Consider a system of two second-order linear ODEs for which I have found a solution:
$$ \pmatrix{y_1 \\ y_2} = (A_1\cos\omega t + B_1\sin\omega t )\pmatrix{a \\ b} + \pmatrix{C_1 \\ C_2} $$
the constant term being due to an eigenvalue of zero for the matrix $A$ in the equation:
$$ \ddot{\boldsymbol{y}} = -A\cdot \boldsymbol{y} $$
Say I am now given an initial condition of $\dot{\boldsymbol{y}} = (v, 0)^T$ at $t = 0$. Differentiating my solution, I find:
$$ \dot{\boldsymbol{y}} = \pmatrix{v \\ 0} = B_1\omega\pmatrix{a \\ b} $$
Clearly there is no constant $B_1$ which satisfies this condition. How is it physically possible that my system cannot have an initial velocity? I'm really struggling to see what I might be doing wrong here, and can provide more context for how I arrived at my original equation if necessary. Sorry if this is confusing.
Original ODE:
$$ M\cdot\ddot{\boldsymbol{y}} = -\begin{bmatrix} k & -k \\ -k & k \end{bmatrix}\boldsymbol{y} $$
where $M = \mathrm{diag}(m_1, m_2)$, two known constants. $k$ is also known.

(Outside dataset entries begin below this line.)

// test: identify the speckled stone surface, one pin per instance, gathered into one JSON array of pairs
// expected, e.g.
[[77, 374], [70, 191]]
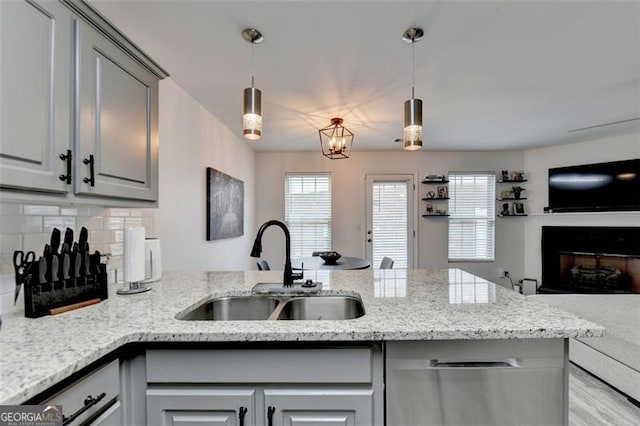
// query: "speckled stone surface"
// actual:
[[400, 305]]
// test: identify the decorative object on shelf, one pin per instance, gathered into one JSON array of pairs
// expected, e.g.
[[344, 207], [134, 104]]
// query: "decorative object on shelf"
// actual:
[[518, 209], [506, 195], [517, 176], [517, 191], [225, 205], [412, 134], [252, 116], [336, 140]]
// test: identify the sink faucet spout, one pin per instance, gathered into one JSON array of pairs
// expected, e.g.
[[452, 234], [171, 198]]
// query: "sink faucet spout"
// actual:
[[289, 276]]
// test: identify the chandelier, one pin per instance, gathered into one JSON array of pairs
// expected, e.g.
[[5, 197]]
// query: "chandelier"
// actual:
[[336, 140]]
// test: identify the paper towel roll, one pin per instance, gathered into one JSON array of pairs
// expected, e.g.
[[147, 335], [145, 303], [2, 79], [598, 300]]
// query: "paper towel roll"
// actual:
[[153, 260], [134, 254]]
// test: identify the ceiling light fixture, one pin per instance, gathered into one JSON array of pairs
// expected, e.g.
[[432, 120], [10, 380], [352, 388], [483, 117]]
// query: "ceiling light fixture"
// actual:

As $\left( \begin{array}{cc} k & -k \\ -k & k \\ \end{array} \right) = T^{-1}\Lambda T$ with $T = \left( \begin{array}{cc} -1 & 1 \\ 1 & 1 \\ \end{array} \right)$ and $\Lambda = \left( \begin{array}{cc} 2 k & 0 \\ 0 & 0 \\ \end{array} \right)$ we have
$$ m\ddot y + T^{-1}\Lambda Ty=0\ \ \Rightarrow mT\ddot y + \Lambda T y = 0 $$
so calling $z = T y$ we have the decoupled linear system
$$ m\ddot z + \Lambda z = 0 $$
with solution
$$ \cases{ z_1 = c_1\cos\left(\sqrt{\frac{2k}{m}}t\right)+ c_2\sin\left(\sqrt{\frac{2k}{m}}t\right)\\ z_2 = c_3+c_4 t } $$
so we have four independent constants to configure with the initial/boundary conditions. From $z$ to $y$ we proceed as $y = T^{-1}z$. Concluding, we are free to configure those initial/boundary conditions as needed.